Sunday, November 24, 2019

RSL Tanunda Christmas Lunch and AGM


The Hut set up for Christmas Lunch
Both Christina and I were heavily involved in organising and running the Returned Services League (RSL) Christmas Lunch and Annual General meeting for 2019.

Christina is treasurer and I was acting in the secretary's position while she was on holidays overseas. 

Fortunately, we have a group of volunteers who all contributed to setting up tables, cutlery, glass wear, decorations etc and cleaning up afterwards so that we could hold our brief Annual General Meeting.

Meals were provided by local caterers 

Christina, as Treasurer, sat at the entrance to The Hut and collected meal fees and membership renewals. As usual, she does a top job of everything she handles and everything went off like a Swiss watch.

Each table had a bottle of red and white wine and judging by the number of bottles I took to the recycling bin afterwards, nobody held back.

Our bar has prices that are unmatched with local restaurants and bars so a quantity of beer, spirits and soft drinks was consumed too.

You can have a few drinks at the RSL Tanunda Hut without having to get a second mortgage on your house (assuming you have a mortgage).

Living in the middle of one of Australia's major wine producing regions has been an eye-opener in seeing how many people drink wine and how much of it is consumed. 

It's not unusual to see a gossip of attractive young ladies sitting at one of the alfresco wine bars having a midday tipple of Barossa wine. I guess having spent so many years living with the prohibition in the Northern Territory, I'm not accustomed to seeing people drinking at midday.

Apparently, until fairly recently, workers in vineyards were permitted to drink as much of the wonderful nectar they could. Then Occupational Health and Safety improved and the generous practice disappeared in the dustbin of history. Can you imagine how many inebriated workers must have driven home? Can you imagine how many damaged livers there must have been?

Shortly, our RSL Club stands down for the Christmas-New Year period and we;ll be back in action in mid-January.

Robin

Tuesday, April 09, 2019

Why are there no photos?

Unfortunately, the satellite internet on the Sapphire Princess doesn't have sufficient grunt to handle large density images. Since I don't have access to my usual range of image editing software, I'm unable to thin them out, so I will place appropriate images with posts when I have better internet access.

Robin

Monday, April 01, 2019

Piraeus, Greece

We'd never visited Greece, so we were looking forward to docking at Piraeus, the port of Athlens which we did around 0700 hrs.

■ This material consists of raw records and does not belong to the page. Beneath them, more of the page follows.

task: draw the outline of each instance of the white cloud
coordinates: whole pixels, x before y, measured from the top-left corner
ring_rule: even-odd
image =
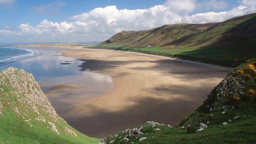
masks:
[[[206,0],[199,2],[198,8],[202,10],[222,10],[228,6],[225,0]]]
[[[101,41],[124,30],[146,30],[170,24],[221,22],[256,12],[256,0],[242,0],[240,6],[229,11],[189,15],[190,12],[195,10],[195,0],[182,1],[178,1],[190,8],[179,7],[182,4],[179,5],[181,3],[176,0],[168,0],[164,5],[145,9],[119,10],[115,6],[108,6],[72,16],[70,18],[70,22],[58,23],[44,20],[35,26],[21,24],[16,31],[1,30],[0,36],[3,39],[4,36],[13,34],[15,38],[20,38],[20,40],[24,41]],[[7,39],[10,40],[10,38]]]
[[[58,0],[48,4],[36,7],[33,10],[36,12],[41,14],[56,14],[59,13],[60,8],[65,5],[65,2]]]
[[[192,12],[196,8],[196,0],[167,0],[165,6],[176,12]]]

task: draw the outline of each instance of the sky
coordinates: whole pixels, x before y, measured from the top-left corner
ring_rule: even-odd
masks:
[[[103,41],[123,30],[255,12],[256,0],[0,0],[0,43]]]

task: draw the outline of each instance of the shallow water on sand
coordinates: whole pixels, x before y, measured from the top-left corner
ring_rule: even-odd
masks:
[[[79,66],[85,62],[61,56],[60,48],[19,48],[37,50],[41,55],[0,66],[0,70],[13,66],[33,74],[57,113],[68,123],[76,114],[72,104],[114,86],[111,76],[82,69]]]

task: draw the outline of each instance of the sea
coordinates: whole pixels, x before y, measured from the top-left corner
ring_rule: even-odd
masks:
[[[8,46],[0,46],[0,66],[40,55],[40,52],[36,50],[5,48]]]

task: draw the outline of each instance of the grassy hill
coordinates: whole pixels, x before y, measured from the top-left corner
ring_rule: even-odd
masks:
[[[219,23],[171,24],[148,30],[123,31],[90,48],[234,67],[256,57],[256,14],[252,14]]]
[[[10,68],[0,72],[0,143],[96,144],[68,125],[32,74]]]
[[[249,144],[256,142],[256,61],[232,70],[198,109],[174,127],[148,122],[100,144]]]

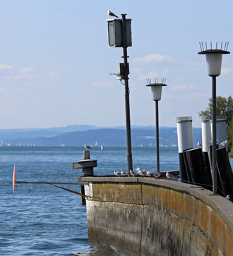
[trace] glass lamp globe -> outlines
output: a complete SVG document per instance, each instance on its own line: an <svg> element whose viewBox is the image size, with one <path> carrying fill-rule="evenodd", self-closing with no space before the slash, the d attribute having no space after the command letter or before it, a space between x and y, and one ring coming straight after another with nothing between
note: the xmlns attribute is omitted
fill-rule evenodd
<svg viewBox="0 0 233 256"><path fill-rule="evenodd" d="M150 83L146 86L150 86L153 100L160 100L162 95L162 87L167 86L167 84L161 83Z"/></svg>

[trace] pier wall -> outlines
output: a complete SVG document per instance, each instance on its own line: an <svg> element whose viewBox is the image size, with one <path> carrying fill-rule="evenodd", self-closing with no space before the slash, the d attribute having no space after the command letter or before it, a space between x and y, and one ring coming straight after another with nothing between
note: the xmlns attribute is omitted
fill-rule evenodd
<svg viewBox="0 0 233 256"><path fill-rule="evenodd" d="M233 255L233 204L201 187L150 178L81 178L90 243L141 255Z"/></svg>

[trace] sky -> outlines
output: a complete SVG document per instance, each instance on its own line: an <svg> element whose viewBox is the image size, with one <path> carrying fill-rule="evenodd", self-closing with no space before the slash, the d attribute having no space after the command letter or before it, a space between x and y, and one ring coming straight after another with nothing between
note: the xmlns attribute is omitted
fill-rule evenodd
<svg viewBox="0 0 233 256"><path fill-rule="evenodd" d="M0 0L0 129L125 125L122 48L108 47L107 11L132 19L131 125L155 124L146 78L166 78L160 125L208 107L211 78L199 42L229 42L233 1ZM224 55L217 95L233 96L233 54Z"/></svg>

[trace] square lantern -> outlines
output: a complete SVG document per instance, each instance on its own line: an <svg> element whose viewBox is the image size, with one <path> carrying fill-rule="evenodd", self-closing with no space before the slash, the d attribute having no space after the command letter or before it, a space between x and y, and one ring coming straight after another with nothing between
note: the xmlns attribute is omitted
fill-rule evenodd
<svg viewBox="0 0 233 256"><path fill-rule="evenodd" d="M107 30L109 47L122 47L122 20L121 19L109 19L107 21ZM131 36L131 19L126 19L126 45L132 46Z"/></svg>

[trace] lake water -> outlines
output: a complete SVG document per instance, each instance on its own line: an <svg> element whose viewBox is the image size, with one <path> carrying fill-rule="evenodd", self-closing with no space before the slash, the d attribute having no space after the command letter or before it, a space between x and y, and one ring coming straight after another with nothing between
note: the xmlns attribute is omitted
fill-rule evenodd
<svg viewBox="0 0 233 256"><path fill-rule="evenodd" d="M85 206L79 196L49 185L18 181L75 182L81 170L72 163L83 158L82 147L0 147L0 255L123 255L108 246L88 243ZM156 168L155 148L133 148L133 169ZM95 175L126 170L126 149L100 147L90 152L98 160ZM232 161L232 159L231 159ZM177 148L161 148L160 170L179 170ZM62 185L61 185L62 186ZM63 185L79 192L78 185Z"/></svg>

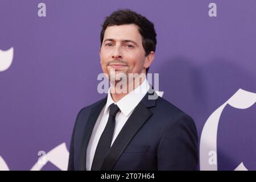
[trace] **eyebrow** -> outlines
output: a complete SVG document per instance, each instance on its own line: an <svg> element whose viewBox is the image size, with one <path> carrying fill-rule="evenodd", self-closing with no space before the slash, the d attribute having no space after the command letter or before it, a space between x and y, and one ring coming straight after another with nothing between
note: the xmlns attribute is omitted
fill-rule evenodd
<svg viewBox="0 0 256 182"><path fill-rule="evenodd" d="M104 40L104 43L106 41L115 42L115 40L114 39L106 39L106 40ZM136 46L138 46L138 44L135 42L134 42L133 40L122 40L121 42L126 42L126 43L127 43L127 42L131 42L131 43L134 43L134 44L135 44Z"/></svg>

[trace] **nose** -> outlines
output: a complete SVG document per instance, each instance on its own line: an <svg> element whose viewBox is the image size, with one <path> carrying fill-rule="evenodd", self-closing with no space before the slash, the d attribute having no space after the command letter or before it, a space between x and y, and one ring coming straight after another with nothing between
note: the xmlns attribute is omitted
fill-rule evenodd
<svg viewBox="0 0 256 182"><path fill-rule="evenodd" d="M116 46L113 50L112 59L121 59L122 58L121 51L118 46Z"/></svg>

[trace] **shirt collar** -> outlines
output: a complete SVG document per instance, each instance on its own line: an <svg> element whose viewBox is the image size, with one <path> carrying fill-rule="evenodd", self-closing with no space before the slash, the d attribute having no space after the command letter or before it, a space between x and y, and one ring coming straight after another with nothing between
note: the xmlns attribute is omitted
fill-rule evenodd
<svg viewBox="0 0 256 182"><path fill-rule="evenodd" d="M115 103L112 99L110 91L110 88L109 88L108 93L106 106L105 107L104 112L104 114L106 114L107 111L109 110L109 106L113 103L114 103L117 105L119 109L120 109L121 111L125 116L128 116L139 102L141 102L146 93L148 91L150 85L147 82L147 79L145 78L142 84L116 103Z"/></svg>

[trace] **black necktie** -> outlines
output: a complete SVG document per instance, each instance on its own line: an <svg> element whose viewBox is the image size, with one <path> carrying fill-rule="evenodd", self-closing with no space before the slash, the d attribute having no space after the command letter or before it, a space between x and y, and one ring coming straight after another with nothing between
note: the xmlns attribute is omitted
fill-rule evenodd
<svg viewBox="0 0 256 182"><path fill-rule="evenodd" d="M101 168L105 158L110 148L115 126L115 115L118 111L117 105L113 103L110 105L109 119L97 146L91 171L100 171Z"/></svg>

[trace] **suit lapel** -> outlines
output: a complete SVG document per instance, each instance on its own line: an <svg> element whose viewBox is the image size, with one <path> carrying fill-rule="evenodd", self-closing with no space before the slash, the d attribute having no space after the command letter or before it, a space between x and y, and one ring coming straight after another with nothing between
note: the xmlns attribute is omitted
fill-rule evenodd
<svg viewBox="0 0 256 182"><path fill-rule="evenodd" d="M98 118L98 117L100 115L103 107L106 104L106 100L107 97L102 100L98 104L93 107L90 111L89 118L84 129L82 142L81 144L79 158L80 159L79 170L86 170L87 146L88 145L95 123L96 122L97 119Z"/></svg>
<svg viewBox="0 0 256 182"><path fill-rule="evenodd" d="M152 90L152 92L149 93L156 94L154 90ZM148 100L149 95L151 94L147 93L128 118L106 155L101 170L113 169L133 136L152 114L148 107L155 106L155 100Z"/></svg>

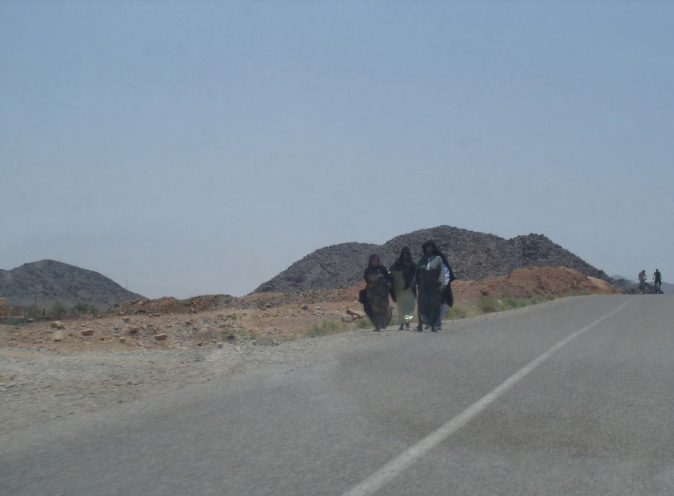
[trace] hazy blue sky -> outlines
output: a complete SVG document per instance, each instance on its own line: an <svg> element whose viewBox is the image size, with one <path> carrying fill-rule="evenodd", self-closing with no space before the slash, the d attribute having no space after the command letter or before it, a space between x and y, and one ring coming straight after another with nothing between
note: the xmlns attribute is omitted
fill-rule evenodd
<svg viewBox="0 0 674 496"><path fill-rule="evenodd" d="M3 0L0 268L242 295L448 224L672 281L673 25L642 0Z"/></svg>

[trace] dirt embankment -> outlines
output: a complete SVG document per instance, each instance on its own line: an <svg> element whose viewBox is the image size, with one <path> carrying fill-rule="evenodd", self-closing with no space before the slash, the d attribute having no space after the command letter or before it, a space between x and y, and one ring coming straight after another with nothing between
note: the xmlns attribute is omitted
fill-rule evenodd
<svg viewBox="0 0 674 496"><path fill-rule="evenodd" d="M360 310L362 285L240 298L139 299L100 318L0 325L0 434L251 367L305 366L329 359L336 346L405 332L391 326L391 333L372 333L347 324L357 332L288 340L325 320L341 320L347 309ZM508 277L457 281L452 287L458 305L485 296L618 292L603 281L564 268L518 269ZM282 346L260 346L284 340Z"/></svg>
<svg viewBox="0 0 674 496"><path fill-rule="evenodd" d="M77 352L97 350L191 349L240 344L275 344L301 337L324 320L340 320L362 310L358 283L303 293L257 293L242 298L207 295L187 300L137 299L89 320L0 326L0 347ZM456 281L455 302L483 296L529 298L571 292L619 293L607 282L566 268L515 269L509 276Z"/></svg>

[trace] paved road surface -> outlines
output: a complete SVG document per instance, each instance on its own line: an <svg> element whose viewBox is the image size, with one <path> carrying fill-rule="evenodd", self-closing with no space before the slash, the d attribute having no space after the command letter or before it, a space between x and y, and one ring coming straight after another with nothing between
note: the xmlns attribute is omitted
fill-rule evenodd
<svg viewBox="0 0 674 496"><path fill-rule="evenodd" d="M0 437L2 495L671 495L674 299L382 333Z"/></svg>

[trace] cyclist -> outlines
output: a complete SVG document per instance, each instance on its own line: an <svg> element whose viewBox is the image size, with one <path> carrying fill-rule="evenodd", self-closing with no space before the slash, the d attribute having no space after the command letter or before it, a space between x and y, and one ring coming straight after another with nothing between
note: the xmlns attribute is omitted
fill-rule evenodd
<svg viewBox="0 0 674 496"><path fill-rule="evenodd" d="M660 294L660 283L662 282L662 274L660 274L660 271L655 269L655 272L653 274L653 280L655 281L654 285L654 291L655 294Z"/></svg>

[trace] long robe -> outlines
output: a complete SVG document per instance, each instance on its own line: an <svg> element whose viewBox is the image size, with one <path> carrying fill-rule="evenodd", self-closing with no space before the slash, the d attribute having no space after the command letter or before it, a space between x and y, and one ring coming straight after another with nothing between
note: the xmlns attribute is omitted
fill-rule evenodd
<svg viewBox="0 0 674 496"><path fill-rule="evenodd" d="M412 292L412 285L405 287L405 276L402 269L391 268L391 274L393 276L393 294L395 295L398 324L402 325L414 318L417 297Z"/></svg>
<svg viewBox="0 0 674 496"><path fill-rule="evenodd" d="M375 329L386 329L391 322L392 311L388 304L390 276L385 268L382 270L369 270L364 274L367 303L363 305Z"/></svg>
<svg viewBox="0 0 674 496"><path fill-rule="evenodd" d="M442 288L445 274L442 259L437 255L424 255L417 264L419 326L422 324L435 326L440 317L442 305Z"/></svg>

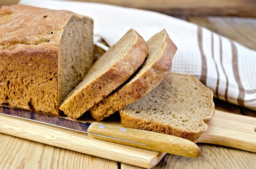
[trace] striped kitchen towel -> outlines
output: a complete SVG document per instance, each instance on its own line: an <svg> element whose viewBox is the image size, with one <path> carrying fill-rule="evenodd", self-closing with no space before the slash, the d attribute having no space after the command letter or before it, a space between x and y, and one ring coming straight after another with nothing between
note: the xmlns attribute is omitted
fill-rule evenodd
<svg viewBox="0 0 256 169"><path fill-rule="evenodd" d="M94 20L94 42L109 46L130 29L147 40L165 28L178 48L171 71L193 75L215 97L256 110L256 51L204 28L156 12L94 3L21 0L20 4L67 9Z"/></svg>

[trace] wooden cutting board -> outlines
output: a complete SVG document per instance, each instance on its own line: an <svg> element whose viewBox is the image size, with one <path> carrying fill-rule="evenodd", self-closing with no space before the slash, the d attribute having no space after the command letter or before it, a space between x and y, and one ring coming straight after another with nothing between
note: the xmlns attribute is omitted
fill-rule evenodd
<svg viewBox="0 0 256 169"><path fill-rule="evenodd" d="M0 107L0 113L4 111L24 111ZM90 118L82 121L93 121ZM121 126L118 120L105 122ZM0 115L0 132L146 168L155 166L166 154L94 139L83 133L3 115ZM256 152L256 118L216 110L208 129L198 142Z"/></svg>

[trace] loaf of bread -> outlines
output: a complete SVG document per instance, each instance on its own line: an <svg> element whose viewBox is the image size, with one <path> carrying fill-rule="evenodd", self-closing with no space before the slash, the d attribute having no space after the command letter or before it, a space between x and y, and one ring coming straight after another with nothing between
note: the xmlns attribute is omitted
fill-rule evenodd
<svg viewBox="0 0 256 169"><path fill-rule="evenodd" d="M168 74L177 47L165 29L146 42L149 52L138 71L125 85L119 88L89 109L100 121L124 107L141 98Z"/></svg>
<svg viewBox="0 0 256 169"><path fill-rule="evenodd" d="M194 76L170 73L147 95L119 111L121 124L195 142L213 115L213 96Z"/></svg>
<svg viewBox="0 0 256 169"><path fill-rule="evenodd" d="M0 104L58 115L94 58L93 21L65 10L0 9Z"/></svg>
<svg viewBox="0 0 256 169"><path fill-rule="evenodd" d="M130 29L95 62L60 109L73 119L79 118L126 81L148 53L144 40Z"/></svg>

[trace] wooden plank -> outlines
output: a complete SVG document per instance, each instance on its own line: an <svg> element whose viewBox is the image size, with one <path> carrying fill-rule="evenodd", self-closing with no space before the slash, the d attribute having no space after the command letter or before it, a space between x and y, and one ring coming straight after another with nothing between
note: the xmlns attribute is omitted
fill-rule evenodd
<svg viewBox="0 0 256 169"><path fill-rule="evenodd" d="M0 124L2 133L144 168L155 166L166 154L94 139L84 133L3 115L0 115Z"/></svg>
<svg viewBox="0 0 256 169"><path fill-rule="evenodd" d="M256 3L252 0L76 0L155 11L172 16L240 16L256 17ZM18 3L2 0L0 6Z"/></svg>
<svg viewBox="0 0 256 169"><path fill-rule="evenodd" d="M256 3L248 0L79 0L155 11L172 16L256 17Z"/></svg>
<svg viewBox="0 0 256 169"><path fill-rule="evenodd" d="M117 162L0 133L1 169L118 168Z"/></svg>

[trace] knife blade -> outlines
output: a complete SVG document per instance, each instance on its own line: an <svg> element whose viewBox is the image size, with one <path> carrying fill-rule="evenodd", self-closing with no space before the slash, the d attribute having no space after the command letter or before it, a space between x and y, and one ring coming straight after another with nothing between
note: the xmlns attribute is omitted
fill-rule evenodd
<svg viewBox="0 0 256 169"><path fill-rule="evenodd" d="M124 128L111 125L110 122L82 122L5 107L1 107L0 114L83 133L94 139L117 143L190 158L197 158L201 154L198 146L188 140L152 131Z"/></svg>

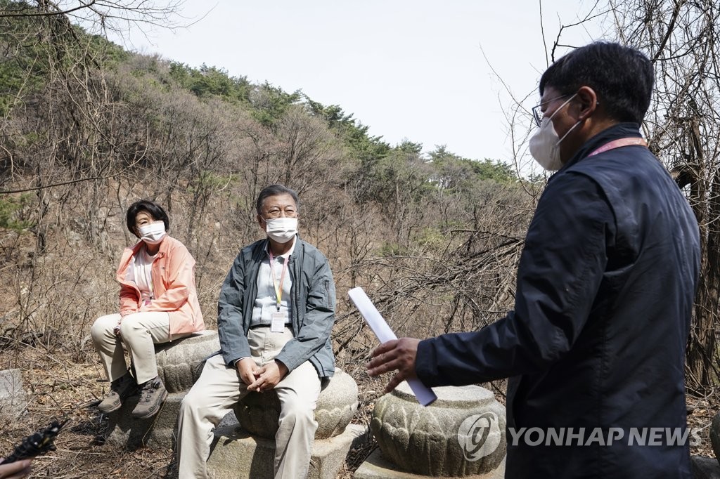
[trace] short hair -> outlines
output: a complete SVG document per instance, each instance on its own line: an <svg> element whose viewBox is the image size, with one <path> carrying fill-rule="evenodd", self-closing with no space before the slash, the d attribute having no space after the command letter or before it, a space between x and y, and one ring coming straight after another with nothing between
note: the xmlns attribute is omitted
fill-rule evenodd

With so much to see and so little time (I call these visits sheep dip tours) we signed up for a hop-on-hop-off bus and did a visual of some parts of the city with a long stop at the Acropolis.

As there were three ships visiting, there were far too many tourists. We were bumping  into each other on stairways and trying to take a photo without someone walking in front of you was a challenge. I'm a bit of an impatient old bugger who hates queues and doesn't do crowds well, so it wasn't my best day.

The architecture and engineering is amazing given the era. Huge heavy plinths have been raised and installed above stanchions with great precision. And what magic enabled the craftsmen to create hard marble stanchions that are perfectly cylindrical with series of evenly spaced symmetrical gougings throughout their length?

I'm sure there is much more to the human story than historians know or have revealed to us.

It always bothered me in Egypt that of all the hieroglyphs, there is not one schematic diagram with measurements and mathematical calculations although both would have been critical. I wonder whether the artefacts were built by a much earlier race of extraterrestrials or advanced human beings and later peoples added the hieroglyphs. We'll probably never know.

What we do know is that they must have been stunning before time and the elements degraded them.